0

I have a file like this:

A2ML1,ENST00000541459
A2ML1,ENST00000545692
A2ML1,ENST00000545850
A3GALT2,ENST00000442999
A4GALT,ENST00000249005
A4GALT,ENST00000381278

And I want to group the lines like this:

A2ML1,ENST00000541459,ENST00000545692,ENST00000545850
A3GALT2,ENST00000442999
A4GALT,ENST00000249005,ENST00000381278

Here is my code in python, that is leaving the file as original XD:

import sys

with open('gene_list.csv', 'r') as file_open:
    iterfile = iter(file_open)
    for line in iterfile:
        l = line.split(",")
        select = l[0]
        linext = iterfile.next()
        linext2 = linext.split(",")
        if select == linext2[0]:
            sys.stdout.write(select + ',' + linext2[1])
            next(file_open)
        else:
            sys.stdout.write(select + ',' + l[1])

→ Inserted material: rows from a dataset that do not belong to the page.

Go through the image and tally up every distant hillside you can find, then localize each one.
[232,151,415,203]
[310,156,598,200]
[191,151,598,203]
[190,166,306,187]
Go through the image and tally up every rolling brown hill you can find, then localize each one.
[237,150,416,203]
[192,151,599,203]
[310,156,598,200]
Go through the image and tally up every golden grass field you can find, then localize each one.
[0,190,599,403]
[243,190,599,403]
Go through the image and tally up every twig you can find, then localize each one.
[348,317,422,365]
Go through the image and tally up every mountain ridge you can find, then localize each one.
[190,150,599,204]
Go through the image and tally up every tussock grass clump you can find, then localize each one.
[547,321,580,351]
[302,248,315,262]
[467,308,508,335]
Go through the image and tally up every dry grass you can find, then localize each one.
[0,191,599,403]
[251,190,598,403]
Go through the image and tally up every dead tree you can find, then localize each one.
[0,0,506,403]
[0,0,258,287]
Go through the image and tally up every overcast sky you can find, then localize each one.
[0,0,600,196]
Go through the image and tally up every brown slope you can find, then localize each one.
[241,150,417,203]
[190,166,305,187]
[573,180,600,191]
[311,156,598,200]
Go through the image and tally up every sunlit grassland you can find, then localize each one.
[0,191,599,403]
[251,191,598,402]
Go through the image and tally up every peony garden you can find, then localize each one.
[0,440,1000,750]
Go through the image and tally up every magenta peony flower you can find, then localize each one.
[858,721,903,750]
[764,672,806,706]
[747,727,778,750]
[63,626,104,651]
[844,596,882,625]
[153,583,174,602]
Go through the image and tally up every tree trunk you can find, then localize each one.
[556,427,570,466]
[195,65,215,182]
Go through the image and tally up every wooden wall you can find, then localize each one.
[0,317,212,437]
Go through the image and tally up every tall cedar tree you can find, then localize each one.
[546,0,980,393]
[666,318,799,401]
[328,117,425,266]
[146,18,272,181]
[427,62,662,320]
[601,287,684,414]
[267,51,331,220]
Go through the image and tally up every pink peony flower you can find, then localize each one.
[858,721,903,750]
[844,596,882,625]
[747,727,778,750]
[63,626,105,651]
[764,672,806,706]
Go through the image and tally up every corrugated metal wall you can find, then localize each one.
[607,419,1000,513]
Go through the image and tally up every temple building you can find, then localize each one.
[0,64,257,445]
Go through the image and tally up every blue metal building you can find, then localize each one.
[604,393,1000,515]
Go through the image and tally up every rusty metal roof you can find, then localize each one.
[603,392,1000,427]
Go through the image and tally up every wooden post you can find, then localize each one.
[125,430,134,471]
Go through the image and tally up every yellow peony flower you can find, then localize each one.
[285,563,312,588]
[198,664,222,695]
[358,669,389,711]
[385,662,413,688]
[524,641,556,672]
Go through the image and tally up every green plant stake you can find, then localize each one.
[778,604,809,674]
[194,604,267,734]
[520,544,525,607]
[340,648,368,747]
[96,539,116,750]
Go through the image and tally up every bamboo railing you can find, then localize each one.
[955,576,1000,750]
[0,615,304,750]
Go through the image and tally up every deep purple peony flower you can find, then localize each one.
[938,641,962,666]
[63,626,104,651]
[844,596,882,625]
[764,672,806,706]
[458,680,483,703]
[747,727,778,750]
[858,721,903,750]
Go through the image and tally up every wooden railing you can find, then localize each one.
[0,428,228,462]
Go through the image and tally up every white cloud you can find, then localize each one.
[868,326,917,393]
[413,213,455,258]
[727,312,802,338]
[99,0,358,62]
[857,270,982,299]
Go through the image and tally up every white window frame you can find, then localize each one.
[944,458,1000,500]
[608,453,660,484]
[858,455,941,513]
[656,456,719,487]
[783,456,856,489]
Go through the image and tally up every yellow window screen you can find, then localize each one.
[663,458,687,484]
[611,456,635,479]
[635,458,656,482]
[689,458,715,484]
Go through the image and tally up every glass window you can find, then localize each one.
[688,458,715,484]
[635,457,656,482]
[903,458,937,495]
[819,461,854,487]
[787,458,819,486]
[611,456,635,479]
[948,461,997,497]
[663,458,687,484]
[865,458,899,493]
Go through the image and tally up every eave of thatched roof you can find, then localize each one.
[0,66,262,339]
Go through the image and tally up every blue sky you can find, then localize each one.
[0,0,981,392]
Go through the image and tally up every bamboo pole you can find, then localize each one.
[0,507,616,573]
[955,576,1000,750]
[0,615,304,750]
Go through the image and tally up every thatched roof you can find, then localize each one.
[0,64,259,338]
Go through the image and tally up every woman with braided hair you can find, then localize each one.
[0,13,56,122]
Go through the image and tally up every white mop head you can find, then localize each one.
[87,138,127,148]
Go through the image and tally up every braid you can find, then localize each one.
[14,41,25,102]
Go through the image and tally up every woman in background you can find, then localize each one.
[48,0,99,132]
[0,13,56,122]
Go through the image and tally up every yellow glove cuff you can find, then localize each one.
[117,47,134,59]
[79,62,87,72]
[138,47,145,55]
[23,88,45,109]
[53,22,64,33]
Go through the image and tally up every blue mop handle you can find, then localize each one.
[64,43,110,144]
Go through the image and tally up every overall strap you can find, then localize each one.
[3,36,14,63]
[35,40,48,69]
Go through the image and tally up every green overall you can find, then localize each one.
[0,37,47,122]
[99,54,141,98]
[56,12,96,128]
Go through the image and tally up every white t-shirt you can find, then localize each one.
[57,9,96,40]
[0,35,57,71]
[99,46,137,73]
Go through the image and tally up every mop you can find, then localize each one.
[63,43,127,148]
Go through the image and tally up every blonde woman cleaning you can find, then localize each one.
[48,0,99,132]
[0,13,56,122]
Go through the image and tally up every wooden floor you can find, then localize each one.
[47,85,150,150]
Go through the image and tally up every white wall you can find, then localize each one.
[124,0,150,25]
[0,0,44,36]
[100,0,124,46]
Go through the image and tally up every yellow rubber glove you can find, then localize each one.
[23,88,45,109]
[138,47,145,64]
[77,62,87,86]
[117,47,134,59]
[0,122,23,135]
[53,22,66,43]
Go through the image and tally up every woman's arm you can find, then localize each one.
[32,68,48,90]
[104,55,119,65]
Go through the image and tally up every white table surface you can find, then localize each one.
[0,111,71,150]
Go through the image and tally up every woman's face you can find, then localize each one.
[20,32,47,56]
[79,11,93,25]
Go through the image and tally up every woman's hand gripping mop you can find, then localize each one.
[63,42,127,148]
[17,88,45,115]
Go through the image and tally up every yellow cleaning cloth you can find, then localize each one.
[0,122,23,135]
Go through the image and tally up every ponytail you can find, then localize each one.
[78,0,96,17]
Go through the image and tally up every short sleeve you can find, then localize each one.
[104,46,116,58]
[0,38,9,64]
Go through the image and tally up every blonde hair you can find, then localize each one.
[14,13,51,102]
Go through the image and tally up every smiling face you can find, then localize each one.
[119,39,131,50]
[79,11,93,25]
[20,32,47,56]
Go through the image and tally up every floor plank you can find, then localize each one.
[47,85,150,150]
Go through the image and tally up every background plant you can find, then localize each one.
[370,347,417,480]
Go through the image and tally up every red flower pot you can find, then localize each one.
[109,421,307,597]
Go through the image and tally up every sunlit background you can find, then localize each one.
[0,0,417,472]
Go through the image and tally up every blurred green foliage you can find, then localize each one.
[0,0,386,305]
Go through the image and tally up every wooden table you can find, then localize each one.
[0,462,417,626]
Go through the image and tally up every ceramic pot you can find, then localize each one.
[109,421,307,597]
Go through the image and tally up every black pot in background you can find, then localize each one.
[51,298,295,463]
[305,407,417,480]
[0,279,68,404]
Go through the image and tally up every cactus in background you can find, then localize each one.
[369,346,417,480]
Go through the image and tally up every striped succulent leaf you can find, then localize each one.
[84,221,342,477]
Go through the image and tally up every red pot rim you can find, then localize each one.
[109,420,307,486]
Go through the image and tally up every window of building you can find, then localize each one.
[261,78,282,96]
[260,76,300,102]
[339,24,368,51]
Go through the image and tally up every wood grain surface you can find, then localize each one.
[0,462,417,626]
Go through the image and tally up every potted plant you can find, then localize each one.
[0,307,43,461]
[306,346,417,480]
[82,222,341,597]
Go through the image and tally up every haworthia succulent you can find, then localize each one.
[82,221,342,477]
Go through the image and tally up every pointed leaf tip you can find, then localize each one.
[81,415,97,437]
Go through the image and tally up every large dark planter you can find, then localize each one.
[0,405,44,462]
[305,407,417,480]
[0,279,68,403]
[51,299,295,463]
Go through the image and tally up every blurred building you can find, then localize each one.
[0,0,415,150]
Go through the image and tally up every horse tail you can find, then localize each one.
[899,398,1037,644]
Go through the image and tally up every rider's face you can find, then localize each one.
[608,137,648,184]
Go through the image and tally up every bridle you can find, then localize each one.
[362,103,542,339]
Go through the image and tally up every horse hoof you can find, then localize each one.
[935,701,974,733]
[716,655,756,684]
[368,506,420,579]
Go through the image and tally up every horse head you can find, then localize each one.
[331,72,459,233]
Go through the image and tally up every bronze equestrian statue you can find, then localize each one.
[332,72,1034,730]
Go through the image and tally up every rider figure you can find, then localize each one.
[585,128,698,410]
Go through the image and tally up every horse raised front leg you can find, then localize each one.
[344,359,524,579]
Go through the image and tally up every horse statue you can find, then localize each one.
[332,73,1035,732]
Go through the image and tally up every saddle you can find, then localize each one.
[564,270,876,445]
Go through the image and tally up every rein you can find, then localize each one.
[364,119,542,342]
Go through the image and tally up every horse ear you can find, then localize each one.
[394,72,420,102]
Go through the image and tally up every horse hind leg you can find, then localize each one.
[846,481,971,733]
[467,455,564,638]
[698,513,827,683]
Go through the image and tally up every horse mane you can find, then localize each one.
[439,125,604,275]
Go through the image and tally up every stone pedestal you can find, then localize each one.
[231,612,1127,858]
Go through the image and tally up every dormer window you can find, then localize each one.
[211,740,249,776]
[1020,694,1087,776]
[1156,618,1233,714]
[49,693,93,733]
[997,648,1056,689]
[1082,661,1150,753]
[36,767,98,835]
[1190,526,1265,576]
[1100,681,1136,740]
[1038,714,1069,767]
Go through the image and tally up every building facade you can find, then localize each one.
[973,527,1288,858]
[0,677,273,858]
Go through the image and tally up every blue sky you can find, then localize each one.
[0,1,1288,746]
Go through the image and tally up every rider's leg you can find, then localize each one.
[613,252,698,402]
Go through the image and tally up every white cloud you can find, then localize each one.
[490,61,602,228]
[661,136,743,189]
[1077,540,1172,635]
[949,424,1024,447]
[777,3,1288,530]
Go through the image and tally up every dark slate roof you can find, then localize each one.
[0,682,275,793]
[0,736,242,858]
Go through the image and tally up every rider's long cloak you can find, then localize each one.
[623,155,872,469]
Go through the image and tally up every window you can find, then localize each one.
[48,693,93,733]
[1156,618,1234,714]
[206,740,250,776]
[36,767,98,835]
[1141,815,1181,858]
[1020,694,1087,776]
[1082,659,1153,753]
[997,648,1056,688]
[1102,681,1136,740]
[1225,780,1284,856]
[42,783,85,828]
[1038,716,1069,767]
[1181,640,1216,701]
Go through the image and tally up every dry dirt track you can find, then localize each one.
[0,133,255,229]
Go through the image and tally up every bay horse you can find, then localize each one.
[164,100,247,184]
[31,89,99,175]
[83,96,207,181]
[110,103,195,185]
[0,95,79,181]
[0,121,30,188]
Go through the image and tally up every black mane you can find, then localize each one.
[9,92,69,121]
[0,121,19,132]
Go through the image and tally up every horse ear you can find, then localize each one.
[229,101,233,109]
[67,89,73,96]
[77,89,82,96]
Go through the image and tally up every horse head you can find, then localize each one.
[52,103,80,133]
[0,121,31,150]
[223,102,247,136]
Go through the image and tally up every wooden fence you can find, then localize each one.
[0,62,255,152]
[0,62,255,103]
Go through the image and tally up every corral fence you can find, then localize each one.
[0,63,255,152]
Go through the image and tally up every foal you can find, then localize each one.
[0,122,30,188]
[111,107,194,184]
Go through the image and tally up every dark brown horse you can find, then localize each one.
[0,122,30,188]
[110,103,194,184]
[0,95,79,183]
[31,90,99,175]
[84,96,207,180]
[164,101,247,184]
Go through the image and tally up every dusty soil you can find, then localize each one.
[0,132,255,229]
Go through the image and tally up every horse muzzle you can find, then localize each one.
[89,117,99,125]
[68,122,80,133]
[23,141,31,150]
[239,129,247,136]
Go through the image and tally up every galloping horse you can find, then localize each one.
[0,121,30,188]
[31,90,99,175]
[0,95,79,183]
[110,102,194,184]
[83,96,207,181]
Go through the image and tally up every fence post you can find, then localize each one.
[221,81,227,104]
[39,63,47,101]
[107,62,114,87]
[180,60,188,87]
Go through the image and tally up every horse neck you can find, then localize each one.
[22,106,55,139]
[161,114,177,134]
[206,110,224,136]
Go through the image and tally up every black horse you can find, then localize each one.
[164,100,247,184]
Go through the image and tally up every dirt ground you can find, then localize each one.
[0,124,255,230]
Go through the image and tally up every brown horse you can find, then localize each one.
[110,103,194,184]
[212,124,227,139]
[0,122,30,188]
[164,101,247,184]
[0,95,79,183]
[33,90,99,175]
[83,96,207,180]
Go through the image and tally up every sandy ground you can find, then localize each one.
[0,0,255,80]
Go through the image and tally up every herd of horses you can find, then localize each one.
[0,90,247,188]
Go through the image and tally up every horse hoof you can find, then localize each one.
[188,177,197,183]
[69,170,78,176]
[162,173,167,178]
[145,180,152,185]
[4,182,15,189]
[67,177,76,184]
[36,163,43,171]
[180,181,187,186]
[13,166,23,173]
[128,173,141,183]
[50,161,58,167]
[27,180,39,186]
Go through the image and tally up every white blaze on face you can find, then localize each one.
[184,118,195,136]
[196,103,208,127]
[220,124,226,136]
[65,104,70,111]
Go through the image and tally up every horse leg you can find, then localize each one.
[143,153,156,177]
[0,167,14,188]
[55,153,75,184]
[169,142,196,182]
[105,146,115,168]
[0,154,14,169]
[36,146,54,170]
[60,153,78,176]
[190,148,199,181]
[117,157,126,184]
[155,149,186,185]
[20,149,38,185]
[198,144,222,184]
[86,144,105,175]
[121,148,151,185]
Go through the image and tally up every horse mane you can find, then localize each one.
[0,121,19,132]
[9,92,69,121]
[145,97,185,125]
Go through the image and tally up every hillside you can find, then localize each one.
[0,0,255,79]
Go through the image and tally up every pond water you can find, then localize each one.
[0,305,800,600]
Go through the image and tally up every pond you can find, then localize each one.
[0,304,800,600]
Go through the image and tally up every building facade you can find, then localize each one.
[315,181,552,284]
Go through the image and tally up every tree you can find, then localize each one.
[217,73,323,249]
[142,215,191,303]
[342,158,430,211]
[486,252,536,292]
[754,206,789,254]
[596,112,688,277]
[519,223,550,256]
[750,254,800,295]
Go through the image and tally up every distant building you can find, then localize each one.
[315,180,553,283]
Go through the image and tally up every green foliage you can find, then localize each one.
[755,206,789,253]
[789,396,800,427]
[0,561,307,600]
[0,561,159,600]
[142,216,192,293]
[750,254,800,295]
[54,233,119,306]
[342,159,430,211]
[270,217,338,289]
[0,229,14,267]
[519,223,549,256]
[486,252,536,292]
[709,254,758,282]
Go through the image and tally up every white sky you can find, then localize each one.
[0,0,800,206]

I know that it is very easy to do but I am stuck with this. I really apreciate your help. Thanks!

JaimeG
  • 35
  • 5
  • Could you not use a dictionary with the key being the value from the first column, and the value being a list? – Ben Jan 25 '17 at 08:00
  • Hi @Ben, that's a good idea but I have thousands of values. Maybe I should do a list of all values and iterate over them? Thanks! – JaimeG Jan 25 '17 at 08:10

3 Answers3

2

Hope this helps :)

import csv
import collections

#Read in the data as a dictionary
with open('gene_list.csv', 'r') as fd:

    reader = csv.reader(fd)

    #If you have headers in the CSV file you want to skip
    #next(reader, None)

    #This dict will have key:value, value=list type
    unique_first_col = collections.defaultdict(list)
    for row in reader:
        unique_first_col[row[0]].append(row[1])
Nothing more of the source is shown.